Claire Sourdin
Dr. Claire Sourdin
Vita
Claire Sourdin a rédigé une thèse en histoire de l’art moderne à l’université Paris 1 Panthéon-Sorbonne intitulée Nature et artifices : la pastorale en peinture en France au XVIIIe siècle qui sera soutenue en décembre 2024. Ses intérêts de recherche portent principalement sur le paysage et les représentations de la vie champêtre à la fin de l’époque moderne (XVIIe-XVIIIe siècles) en peinture, en dessin et en gravure. Ses recherches sur la représentation de la nature l’ont conduite à prendre en compte l’histoire du goût et des sensibilités à cette période. En novembre 2023, elle a co-organisé un colloque sur « L’auctorialité du collectionneur d’estampes (XVIIe-XIXe siècle) », et codirigé l’édition du douzième numéro de la revue Histo.art des Éditions de la Sorbonne, Le fond de l’œuvre.

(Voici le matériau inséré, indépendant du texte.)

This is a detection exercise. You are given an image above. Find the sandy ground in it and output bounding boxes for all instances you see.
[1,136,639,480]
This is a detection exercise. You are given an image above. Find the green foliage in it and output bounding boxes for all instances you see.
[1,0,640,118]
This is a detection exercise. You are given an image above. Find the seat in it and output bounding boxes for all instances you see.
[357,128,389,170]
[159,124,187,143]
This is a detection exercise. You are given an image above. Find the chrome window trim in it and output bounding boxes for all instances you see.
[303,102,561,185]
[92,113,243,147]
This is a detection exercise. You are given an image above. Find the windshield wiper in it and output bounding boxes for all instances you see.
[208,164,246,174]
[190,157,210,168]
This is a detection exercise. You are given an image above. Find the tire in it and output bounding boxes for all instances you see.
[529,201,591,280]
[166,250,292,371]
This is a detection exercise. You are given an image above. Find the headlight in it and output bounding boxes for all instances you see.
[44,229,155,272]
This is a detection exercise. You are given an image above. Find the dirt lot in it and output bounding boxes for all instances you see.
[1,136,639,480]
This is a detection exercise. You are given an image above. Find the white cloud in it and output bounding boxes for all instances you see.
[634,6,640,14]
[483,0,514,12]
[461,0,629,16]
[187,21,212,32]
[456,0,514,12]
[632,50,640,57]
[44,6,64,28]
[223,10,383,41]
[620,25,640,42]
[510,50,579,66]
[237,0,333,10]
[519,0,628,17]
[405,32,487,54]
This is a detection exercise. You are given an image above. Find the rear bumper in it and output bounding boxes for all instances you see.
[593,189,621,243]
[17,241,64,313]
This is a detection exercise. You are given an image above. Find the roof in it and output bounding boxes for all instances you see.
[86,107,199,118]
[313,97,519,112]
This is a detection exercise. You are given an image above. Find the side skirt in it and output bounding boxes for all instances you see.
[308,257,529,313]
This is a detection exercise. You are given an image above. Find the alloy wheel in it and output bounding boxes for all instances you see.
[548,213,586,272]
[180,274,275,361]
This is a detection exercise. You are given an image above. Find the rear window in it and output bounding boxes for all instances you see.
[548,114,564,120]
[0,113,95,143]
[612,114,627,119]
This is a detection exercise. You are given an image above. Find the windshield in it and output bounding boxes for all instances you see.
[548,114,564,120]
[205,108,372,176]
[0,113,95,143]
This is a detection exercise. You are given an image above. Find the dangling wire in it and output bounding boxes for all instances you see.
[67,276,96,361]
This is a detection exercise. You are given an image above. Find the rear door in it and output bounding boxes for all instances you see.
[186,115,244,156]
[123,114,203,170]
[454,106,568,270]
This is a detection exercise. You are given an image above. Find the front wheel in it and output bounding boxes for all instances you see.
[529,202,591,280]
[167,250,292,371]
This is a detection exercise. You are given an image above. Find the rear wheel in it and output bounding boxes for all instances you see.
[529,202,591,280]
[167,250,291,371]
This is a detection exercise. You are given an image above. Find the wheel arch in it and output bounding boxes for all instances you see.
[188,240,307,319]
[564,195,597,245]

Arts visuels et sécularisation à l’époque moderne paru en septembre 2020. Elle a également participé, entre autres, à l’élaboration d’un Dictionnaire historique et critique des animaux paru en 2024, pour lequel elle a écrit les articles « Berger, représentation » et « Bête à laine, représentation ».
Axes de recherche
Projet de recherche dans le cadre du sujet annuel 2024/26 « Nature » :
François Boucher et la nature : le paysage comme lieu de l’écart (1725-1770)
Ce projet de recherche se propose de questionner la nature à travers l’étude du corpus de la peinture de paysage chez François Boucher suivant deux grands axes : le premier d’ordre économique au sens didactique, c’est-à-dire des éléments organisés formant un ensemble nécessairement construit en peinture. Cette première voie, qui se place du côté de la production de l’œuvre d’art, questionne aussi un rapport topographique de l’espace représenté et de l’identification du lieu que l’on a voulu représenter. La problématique du paysage interroge immanquablement la trilogie agraire ager-saltus-silva qui caractérise et différencie les espaces naturels. Espace clos et souvent ouvert sur le spectateur, les paysages de Boucher présentent presque toujours un locus amœnus opposé au locus terribilis, posant ainsi de fait la question d’une symbolique de l’espace, mais aussi celle de la vraisemblance (corolaire des questionnements sur la vérité). Le choix opéré par le peintre dans la restitution des éléments naturels (plantes, minéraux, animaux) et l’exclusion de certains autres, propres à l’espace paysager tel qu’il se donne à voir véritablement, rendent possible une lecture en creux des éléments absents. Des réflexions autour de la matérialité (dans le cadre notamment du paysage gravé) permettent d’envisager la manière dont, d’un point de vue technique, le peintre restitue la nature dans ses tableaux par des jeux d’empâtement, d’association de couleurs ou encore d’incisions dans la plaque de cuivre dans le cas de la gravure. Enfin, la matérialité de l’œuvre d’art questionne le rapport entretenu (ou distendu) avec une réalité agronomique et botanique de cette période qui n’ont jamais été mises en regard avec ce corpus, tout comme les enjeux politiques de ces espaces naturels au XVIIIe siècle (jardins, terres agricoles, etc.).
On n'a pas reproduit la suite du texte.